ASHLAND, Ky. — Ashland Community and Technical College will develop two specialized course programs to train workers for the aluminum mill planned for construction in South Shore, according to college and company sources.
The programs to be developed for Braidy Industries include associate degrees in material sciences and advanced manufacturing, and will “train its workforce on an evergreen basis while developing a pipeline of human talent for its mill and future manufacturing businesses in Greenup County, as well as surrounding counties,” according to a statement on the website of company CEO Craig Bouchard.
The company has not released many details of course criteria but ACTC officials expect to meet with company officials as early as this summer to begin mapping out a plan, ACTC President Kay Adkins said.
The programs will include courses in the specific skills Braidy needs for its plant along with courses in the appropriate sciences and other basic disciplines that go into a college degree, according to Dean of Academic Affairs Janie Kitchen.
ACTC doesn’t have to start from scratch because the Kentucky Community and Technical College System, of which it is a part, has an advanced manufacturing program based on a model introduced by Toyota, Kitchen said. The new program will use some of its elements and customize it for Braidy.

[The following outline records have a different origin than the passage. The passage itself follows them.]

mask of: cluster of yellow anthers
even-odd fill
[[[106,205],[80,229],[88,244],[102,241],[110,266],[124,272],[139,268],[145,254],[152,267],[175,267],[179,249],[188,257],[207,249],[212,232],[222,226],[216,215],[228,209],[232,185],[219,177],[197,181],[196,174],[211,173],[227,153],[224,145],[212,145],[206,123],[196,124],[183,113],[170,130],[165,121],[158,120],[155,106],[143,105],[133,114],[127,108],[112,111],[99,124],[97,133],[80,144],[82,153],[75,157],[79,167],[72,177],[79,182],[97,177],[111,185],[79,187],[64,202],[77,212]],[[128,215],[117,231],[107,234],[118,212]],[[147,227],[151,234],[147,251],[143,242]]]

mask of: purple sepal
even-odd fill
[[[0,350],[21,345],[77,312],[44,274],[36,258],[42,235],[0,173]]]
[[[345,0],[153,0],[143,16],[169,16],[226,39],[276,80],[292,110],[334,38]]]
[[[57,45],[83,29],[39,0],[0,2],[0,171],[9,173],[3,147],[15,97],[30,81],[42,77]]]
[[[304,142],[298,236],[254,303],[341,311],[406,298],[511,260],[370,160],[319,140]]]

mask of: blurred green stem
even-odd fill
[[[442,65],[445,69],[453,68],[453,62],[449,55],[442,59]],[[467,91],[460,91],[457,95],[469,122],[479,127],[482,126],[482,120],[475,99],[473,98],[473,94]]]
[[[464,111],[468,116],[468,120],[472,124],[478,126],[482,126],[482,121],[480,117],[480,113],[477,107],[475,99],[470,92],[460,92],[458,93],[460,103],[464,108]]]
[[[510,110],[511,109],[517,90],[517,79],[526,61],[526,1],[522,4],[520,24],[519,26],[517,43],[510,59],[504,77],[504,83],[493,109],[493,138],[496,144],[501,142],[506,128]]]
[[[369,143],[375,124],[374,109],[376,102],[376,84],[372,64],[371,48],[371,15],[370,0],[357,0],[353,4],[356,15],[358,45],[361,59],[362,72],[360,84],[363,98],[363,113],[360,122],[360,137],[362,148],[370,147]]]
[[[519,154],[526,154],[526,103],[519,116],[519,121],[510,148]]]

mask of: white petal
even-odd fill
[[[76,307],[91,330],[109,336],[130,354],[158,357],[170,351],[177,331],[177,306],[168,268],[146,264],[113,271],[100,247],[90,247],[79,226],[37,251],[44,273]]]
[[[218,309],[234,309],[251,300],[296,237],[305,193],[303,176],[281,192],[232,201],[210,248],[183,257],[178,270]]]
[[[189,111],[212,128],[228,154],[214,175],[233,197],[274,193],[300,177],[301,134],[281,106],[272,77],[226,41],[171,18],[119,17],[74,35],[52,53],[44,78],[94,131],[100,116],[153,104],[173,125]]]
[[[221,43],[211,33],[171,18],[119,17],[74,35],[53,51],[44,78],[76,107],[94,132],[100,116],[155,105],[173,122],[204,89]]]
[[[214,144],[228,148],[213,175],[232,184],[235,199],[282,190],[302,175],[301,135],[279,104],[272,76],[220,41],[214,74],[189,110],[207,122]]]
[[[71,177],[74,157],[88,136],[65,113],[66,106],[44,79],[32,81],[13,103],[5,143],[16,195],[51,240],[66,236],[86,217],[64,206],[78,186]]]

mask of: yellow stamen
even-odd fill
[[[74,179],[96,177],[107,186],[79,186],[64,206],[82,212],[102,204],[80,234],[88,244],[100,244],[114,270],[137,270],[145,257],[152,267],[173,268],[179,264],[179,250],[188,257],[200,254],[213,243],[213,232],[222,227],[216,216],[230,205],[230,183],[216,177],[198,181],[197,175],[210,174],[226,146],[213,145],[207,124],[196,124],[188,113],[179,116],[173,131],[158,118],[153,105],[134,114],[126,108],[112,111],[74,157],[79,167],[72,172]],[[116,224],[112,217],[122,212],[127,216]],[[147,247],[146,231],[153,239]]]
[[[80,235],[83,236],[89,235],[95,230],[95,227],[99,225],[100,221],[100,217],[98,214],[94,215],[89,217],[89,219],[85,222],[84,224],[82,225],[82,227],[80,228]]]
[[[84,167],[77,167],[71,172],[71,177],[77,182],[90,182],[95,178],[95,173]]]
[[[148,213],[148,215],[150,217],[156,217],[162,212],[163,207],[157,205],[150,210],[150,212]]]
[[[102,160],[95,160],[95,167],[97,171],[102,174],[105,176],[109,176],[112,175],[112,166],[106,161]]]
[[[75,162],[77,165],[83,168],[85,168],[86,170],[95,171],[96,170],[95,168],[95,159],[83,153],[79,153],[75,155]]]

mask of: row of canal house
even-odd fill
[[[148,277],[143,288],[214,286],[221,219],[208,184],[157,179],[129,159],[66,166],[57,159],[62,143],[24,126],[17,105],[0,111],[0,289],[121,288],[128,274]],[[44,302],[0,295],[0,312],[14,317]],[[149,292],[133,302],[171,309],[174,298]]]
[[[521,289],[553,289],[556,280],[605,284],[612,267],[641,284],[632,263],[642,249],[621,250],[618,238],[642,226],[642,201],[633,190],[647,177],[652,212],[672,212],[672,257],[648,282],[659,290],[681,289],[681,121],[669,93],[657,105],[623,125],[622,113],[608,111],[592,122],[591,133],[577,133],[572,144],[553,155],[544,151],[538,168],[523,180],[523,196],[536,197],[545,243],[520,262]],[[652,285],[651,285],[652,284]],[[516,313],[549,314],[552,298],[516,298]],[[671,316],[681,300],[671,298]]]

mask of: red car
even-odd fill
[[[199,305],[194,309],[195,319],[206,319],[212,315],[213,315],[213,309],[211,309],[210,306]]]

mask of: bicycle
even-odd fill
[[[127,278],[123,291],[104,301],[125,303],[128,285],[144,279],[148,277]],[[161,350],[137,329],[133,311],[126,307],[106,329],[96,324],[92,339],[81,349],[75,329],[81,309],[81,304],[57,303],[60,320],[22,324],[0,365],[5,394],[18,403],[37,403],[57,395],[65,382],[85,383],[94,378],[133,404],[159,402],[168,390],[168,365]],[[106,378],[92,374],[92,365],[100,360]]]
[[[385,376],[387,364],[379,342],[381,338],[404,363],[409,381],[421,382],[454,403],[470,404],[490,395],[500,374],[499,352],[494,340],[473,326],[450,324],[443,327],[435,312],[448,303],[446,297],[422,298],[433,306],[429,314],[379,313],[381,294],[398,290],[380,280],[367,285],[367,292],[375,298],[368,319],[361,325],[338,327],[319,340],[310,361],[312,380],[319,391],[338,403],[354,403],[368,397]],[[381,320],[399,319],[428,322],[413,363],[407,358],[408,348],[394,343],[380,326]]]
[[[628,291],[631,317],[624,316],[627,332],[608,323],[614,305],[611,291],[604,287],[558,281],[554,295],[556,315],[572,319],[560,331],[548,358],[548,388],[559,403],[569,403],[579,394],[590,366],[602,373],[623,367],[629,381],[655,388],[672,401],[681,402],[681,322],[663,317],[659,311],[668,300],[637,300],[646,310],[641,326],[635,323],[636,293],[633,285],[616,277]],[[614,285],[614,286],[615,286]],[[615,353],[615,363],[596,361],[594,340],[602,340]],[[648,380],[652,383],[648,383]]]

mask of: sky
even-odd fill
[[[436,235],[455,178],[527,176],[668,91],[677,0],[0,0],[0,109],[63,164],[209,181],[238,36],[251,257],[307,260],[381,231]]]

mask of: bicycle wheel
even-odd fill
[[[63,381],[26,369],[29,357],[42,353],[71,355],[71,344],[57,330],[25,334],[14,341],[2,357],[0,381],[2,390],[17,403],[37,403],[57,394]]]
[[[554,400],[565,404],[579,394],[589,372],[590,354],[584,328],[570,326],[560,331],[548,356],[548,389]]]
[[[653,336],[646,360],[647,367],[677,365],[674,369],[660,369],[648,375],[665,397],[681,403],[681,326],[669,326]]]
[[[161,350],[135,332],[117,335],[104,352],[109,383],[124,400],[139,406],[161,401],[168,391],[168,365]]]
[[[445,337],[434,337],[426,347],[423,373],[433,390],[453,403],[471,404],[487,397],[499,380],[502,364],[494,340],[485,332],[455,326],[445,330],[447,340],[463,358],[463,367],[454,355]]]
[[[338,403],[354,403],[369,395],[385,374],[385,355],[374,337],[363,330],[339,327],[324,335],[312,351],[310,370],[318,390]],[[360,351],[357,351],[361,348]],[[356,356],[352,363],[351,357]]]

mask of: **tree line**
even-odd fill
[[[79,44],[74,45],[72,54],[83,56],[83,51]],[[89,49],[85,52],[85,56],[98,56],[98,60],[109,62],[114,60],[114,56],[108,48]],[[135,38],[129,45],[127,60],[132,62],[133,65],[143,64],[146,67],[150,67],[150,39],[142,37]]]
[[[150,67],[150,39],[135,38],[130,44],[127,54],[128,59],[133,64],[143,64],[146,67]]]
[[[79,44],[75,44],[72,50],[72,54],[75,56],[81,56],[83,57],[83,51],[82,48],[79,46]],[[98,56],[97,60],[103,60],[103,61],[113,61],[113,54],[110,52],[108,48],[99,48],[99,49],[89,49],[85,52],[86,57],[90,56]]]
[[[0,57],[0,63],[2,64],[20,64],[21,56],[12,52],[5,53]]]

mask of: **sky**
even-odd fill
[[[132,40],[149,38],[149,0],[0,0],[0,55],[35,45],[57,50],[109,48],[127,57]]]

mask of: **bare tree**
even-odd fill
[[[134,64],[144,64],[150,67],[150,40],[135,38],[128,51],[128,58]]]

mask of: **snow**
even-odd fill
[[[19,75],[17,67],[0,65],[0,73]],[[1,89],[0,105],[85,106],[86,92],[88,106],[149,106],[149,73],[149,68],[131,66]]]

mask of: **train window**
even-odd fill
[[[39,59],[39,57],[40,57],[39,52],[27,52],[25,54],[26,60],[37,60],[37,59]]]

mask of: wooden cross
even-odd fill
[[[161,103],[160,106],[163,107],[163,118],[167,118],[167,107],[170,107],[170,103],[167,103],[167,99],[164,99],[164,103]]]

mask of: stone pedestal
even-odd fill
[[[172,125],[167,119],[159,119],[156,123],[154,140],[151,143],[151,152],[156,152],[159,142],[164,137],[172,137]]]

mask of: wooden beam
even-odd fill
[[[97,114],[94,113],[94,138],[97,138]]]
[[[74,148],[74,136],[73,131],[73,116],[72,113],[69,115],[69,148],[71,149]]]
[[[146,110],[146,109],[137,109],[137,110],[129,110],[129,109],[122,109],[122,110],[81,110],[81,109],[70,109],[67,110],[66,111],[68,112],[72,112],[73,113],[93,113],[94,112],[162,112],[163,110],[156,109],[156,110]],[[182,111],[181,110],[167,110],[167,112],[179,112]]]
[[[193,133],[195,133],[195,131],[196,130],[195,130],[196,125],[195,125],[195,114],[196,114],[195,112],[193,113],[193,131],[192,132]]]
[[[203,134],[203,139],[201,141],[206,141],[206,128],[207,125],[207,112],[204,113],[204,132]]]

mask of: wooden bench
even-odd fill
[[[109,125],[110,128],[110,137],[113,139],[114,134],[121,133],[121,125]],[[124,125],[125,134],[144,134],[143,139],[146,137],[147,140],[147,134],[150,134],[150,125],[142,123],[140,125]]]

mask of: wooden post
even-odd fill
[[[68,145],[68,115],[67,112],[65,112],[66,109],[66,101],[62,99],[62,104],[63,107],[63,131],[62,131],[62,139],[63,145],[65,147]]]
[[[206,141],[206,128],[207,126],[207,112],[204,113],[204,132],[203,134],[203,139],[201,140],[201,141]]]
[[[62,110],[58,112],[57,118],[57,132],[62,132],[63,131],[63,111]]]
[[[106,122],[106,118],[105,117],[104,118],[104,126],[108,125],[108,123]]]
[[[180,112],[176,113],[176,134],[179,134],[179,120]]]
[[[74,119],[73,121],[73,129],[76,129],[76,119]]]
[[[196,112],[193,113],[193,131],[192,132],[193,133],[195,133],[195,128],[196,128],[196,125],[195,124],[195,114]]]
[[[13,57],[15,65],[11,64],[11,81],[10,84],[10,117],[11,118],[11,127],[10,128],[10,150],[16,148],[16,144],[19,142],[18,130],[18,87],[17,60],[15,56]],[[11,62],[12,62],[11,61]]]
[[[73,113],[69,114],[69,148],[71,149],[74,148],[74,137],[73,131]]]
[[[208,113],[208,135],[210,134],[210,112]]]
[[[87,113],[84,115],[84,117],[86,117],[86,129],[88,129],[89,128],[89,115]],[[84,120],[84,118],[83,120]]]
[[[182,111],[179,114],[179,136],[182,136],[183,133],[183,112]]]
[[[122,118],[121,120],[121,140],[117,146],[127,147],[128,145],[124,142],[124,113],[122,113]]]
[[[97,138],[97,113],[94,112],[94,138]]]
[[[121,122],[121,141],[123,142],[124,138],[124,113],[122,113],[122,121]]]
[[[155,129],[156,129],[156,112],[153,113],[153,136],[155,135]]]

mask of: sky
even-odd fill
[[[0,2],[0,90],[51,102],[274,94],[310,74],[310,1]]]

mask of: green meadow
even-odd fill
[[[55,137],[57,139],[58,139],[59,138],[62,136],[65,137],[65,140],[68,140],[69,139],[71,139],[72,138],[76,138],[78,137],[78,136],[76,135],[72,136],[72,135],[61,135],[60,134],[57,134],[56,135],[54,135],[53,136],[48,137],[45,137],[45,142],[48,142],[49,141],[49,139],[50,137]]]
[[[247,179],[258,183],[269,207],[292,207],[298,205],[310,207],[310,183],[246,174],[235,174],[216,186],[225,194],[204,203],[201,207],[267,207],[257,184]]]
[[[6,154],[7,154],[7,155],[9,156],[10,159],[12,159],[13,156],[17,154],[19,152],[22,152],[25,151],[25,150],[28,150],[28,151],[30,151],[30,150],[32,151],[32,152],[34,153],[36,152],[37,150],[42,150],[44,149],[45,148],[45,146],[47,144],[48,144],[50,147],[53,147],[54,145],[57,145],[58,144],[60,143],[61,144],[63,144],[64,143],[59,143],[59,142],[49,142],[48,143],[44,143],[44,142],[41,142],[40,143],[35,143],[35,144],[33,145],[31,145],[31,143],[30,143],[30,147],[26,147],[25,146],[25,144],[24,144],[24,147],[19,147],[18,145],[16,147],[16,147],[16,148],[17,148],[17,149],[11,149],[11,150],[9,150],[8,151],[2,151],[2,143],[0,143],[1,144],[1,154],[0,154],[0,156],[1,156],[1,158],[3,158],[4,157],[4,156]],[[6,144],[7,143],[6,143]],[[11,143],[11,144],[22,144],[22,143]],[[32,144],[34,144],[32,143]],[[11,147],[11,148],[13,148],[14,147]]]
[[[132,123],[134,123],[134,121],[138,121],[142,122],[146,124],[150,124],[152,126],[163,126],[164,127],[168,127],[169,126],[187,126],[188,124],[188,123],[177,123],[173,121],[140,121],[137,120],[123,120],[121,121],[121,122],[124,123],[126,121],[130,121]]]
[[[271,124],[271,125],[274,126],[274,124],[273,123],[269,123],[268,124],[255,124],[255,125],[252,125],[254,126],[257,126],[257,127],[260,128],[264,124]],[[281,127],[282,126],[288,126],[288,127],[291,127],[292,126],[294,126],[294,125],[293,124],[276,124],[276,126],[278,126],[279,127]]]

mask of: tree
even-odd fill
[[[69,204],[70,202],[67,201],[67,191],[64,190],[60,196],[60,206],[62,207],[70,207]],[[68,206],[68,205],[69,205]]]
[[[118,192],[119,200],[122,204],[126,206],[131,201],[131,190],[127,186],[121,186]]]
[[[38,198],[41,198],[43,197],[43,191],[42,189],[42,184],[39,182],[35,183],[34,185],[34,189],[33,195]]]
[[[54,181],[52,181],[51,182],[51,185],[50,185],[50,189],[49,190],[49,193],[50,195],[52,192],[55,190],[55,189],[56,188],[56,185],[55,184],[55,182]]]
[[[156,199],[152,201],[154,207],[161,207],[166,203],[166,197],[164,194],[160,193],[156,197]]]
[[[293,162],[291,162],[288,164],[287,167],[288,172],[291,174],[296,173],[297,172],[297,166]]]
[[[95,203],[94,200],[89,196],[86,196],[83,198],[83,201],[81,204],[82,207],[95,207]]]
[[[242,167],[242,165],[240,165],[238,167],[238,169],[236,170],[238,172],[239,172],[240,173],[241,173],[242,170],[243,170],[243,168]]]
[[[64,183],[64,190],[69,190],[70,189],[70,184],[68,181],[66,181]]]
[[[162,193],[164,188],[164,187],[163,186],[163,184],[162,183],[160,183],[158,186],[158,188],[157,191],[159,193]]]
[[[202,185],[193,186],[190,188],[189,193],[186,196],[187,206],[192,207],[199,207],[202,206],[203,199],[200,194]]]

The EastPark campus of ACTC probably will be the base for most courses, Adkins said. The campus was designed with customized, business-specific training in mind. “That is what we do extremely well here,” she said.
There are no estimates yet on student numbers or when the programs will be ready to enroll students.
Company and state officials unveiled initial plans for the plant last week in Wurtland.
The mill is expected to create 550 advanced manufacturing jobs. It will produce sheet and plate aluminum for the automotive and aerospace industries and for the U.S. Department of Defense.
Construction on the 2.5 million square foot plant is expected to start early next year and is set for completion in 2020.